我想知道LDAP是否可以将Kerberos用作数据库类型?我有一个使用LDAP的系统,我的SA说可以使用Kerberos作为LDAP数据库类型,我不需要进行任何编程更改,但系统更安全!
答案 0 :(得分:4)
您可以将LDAP与Kerberos一起使用。最佳示例是Active Directory。 AD是一种协作工具,包括LDAP,Kerberos,DNS& NTP。
您可以配置LDAP以保存LDAP用户信息&使用Kerberos进行单点登录的用户授权。您可以使用389-ds作为LDAP并将Kerberos与其集成。 您可以检查相同的http://tech.groups.yahoo.com/group/linuxvadapav/message/4148这不包括kerberos部分,但您将能够使LDAP工作正常。
对于协作套件,您可以使用免费IPA http://freeipa.org/page/Main_Page
答案 1 :(得分:2)
LDAP与数据库无关。 LDAP只是一种协议。
协议定义为: “......用于在计算系统和电信系统之间或之间交换这些消息的数字消息格式和规则系统。” http://en.wikipedia.org/wiki/Protocol_(computing)
“轻量级目录访问协议(LDAP; /ɛldæp/)是一种应用程序协议,用于通过Internet协议(IP)网络访问和维护分布式目录信息服务。1 LDAP是根据ASN定义的。 1并使用BER传输。“ http://en.wikipedia.org/wiki/Lightweight_Directory_Access_Protocol
答案 2 :(得分:-1)
您可以使用Kerberos身份验证保护对现有LDAP数据库的访问。大多数LDAP服务器实现都支持通过SASL API进行身份验证。 SASL是身份验证的通用抽象,支持不同的方法。其中一种方法是GSSAPI,它允许包装Kerberos身份验证。例如,这是在Active Directory和FreeIPA中完成的,它们都允许Kerberos身份验证,并且还在LDAP中的用户条目中存储Kerberos凭据。

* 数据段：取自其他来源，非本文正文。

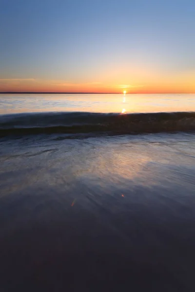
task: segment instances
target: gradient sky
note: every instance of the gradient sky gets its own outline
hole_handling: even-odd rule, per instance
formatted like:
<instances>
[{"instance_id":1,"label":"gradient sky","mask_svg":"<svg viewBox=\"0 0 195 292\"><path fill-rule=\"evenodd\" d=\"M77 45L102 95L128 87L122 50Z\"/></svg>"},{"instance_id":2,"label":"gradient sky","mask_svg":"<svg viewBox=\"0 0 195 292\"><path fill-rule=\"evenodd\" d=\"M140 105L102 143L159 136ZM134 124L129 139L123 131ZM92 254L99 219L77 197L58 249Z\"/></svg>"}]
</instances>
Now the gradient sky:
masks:
<instances>
[{"instance_id":1,"label":"gradient sky","mask_svg":"<svg viewBox=\"0 0 195 292\"><path fill-rule=\"evenodd\" d=\"M0 91L195 92L194 0L0 0Z\"/></svg>"}]
</instances>

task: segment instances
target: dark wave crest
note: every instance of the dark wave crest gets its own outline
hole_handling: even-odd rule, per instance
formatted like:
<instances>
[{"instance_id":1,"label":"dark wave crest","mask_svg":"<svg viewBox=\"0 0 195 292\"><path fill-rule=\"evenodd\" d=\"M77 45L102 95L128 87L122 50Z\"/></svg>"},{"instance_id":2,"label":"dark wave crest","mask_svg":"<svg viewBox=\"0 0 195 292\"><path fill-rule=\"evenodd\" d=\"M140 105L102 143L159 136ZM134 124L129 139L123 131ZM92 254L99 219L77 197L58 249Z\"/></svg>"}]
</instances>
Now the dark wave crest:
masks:
<instances>
[{"instance_id":1,"label":"dark wave crest","mask_svg":"<svg viewBox=\"0 0 195 292\"><path fill-rule=\"evenodd\" d=\"M195 130L195 112L49 112L0 116L0 136L33 134L139 134Z\"/></svg>"}]
</instances>

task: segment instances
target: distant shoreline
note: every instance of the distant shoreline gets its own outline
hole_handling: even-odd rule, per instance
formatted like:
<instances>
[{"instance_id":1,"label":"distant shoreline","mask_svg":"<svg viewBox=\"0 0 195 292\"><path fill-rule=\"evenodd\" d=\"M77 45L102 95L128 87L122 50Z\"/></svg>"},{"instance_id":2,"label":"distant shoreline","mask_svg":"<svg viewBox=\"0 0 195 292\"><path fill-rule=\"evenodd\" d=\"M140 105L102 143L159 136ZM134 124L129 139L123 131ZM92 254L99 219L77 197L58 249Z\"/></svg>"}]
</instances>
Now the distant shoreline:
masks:
<instances>
[{"instance_id":1,"label":"distant shoreline","mask_svg":"<svg viewBox=\"0 0 195 292\"><path fill-rule=\"evenodd\" d=\"M123 94L121 92L33 92L33 91L0 91L0 94ZM195 94L195 92L127 92L127 94Z\"/></svg>"}]
</instances>

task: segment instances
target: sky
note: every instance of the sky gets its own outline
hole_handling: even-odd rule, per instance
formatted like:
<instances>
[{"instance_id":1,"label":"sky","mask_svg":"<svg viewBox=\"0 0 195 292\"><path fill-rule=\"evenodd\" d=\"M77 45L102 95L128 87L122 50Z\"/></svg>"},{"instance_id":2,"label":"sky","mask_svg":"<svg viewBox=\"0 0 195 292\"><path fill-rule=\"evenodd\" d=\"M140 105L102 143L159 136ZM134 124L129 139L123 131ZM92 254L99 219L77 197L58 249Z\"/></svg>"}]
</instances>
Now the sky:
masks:
<instances>
[{"instance_id":1,"label":"sky","mask_svg":"<svg viewBox=\"0 0 195 292\"><path fill-rule=\"evenodd\" d=\"M0 91L195 93L194 0L0 0Z\"/></svg>"}]
</instances>

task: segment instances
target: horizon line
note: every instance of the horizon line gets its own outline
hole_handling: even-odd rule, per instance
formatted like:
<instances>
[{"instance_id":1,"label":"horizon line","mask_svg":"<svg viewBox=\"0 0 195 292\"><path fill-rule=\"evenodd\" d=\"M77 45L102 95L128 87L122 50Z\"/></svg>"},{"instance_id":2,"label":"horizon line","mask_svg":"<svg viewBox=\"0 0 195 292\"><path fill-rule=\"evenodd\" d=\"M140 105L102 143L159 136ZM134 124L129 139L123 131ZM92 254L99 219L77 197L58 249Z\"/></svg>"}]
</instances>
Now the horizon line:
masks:
<instances>
[{"instance_id":1,"label":"horizon line","mask_svg":"<svg viewBox=\"0 0 195 292\"><path fill-rule=\"evenodd\" d=\"M123 94L123 92L53 92L53 91L0 91L0 94ZM126 92L126 94L195 94L195 92Z\"/></svg>"}]
</instances>

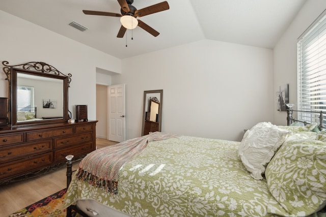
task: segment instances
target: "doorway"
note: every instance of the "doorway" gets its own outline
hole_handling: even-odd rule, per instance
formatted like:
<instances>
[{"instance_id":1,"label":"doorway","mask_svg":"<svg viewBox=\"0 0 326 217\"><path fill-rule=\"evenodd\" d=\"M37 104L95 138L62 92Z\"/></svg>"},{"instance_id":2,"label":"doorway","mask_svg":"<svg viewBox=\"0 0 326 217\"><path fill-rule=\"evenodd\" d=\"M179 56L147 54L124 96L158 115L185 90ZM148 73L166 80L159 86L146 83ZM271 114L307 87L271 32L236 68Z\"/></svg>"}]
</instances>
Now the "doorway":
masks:
<instances>
[{"instance_id":1,"label":"doorway","mask_svg":"<svg viewBox=\"0 0 326 217\"><path fill-rule=\"evenodd\" d=\"M125 140L125 85L96 84L96 137L120 142Z\"/></svg>"}]
</instances>

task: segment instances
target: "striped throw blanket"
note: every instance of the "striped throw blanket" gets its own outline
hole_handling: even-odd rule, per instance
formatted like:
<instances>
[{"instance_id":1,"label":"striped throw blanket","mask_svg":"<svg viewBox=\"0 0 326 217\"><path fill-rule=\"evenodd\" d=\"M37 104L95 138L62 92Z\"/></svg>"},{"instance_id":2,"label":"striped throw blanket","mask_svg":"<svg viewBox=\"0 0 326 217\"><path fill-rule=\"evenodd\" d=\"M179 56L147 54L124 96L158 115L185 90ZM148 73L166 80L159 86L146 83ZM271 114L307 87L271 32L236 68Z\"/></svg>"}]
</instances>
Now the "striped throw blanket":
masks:
<instances>
[{"instance_id":1,"label":"striped throw blanket","mask_svg":"<svg viewBox=\"0 0 326 217\"><path fill-rule=\"evenodd\" d=\"M178 136L156 132L95 150L80 162L76 176L106 192L117 194L119 171L125 164L140 154L148 142Z\"/></svg>"}]
</instances>

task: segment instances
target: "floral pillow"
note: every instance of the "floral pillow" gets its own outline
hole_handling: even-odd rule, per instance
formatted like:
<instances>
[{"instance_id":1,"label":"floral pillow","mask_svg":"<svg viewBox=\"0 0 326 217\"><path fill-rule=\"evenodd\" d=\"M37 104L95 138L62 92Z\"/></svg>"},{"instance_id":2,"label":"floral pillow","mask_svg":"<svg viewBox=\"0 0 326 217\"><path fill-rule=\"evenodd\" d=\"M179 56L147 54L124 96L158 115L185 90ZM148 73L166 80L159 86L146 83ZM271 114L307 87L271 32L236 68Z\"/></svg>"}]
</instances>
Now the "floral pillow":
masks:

OpenLDAP有一章致力于配置基于SASL的身份验证:http://www.openldap.org/doc/admin24/sasl.html
389-ds是另一种流行的开源LDAP服务器,也支持SASL身份验证。您可以在此处详细了解如何保护对其的访问权限:https://access.redhat.com/site/documentation/en-US/Red_Hat_Directory_Server/9.0/html/Administration_Guide/SecureConnections.html
上面的OpenLDAP和389-ds示例假设您的组织中已部署了Kerberos基础结构。如果您需要部署一个,我建议您查看FreeIPA,目前可以在Fedora和RHEL衍生产品中使用。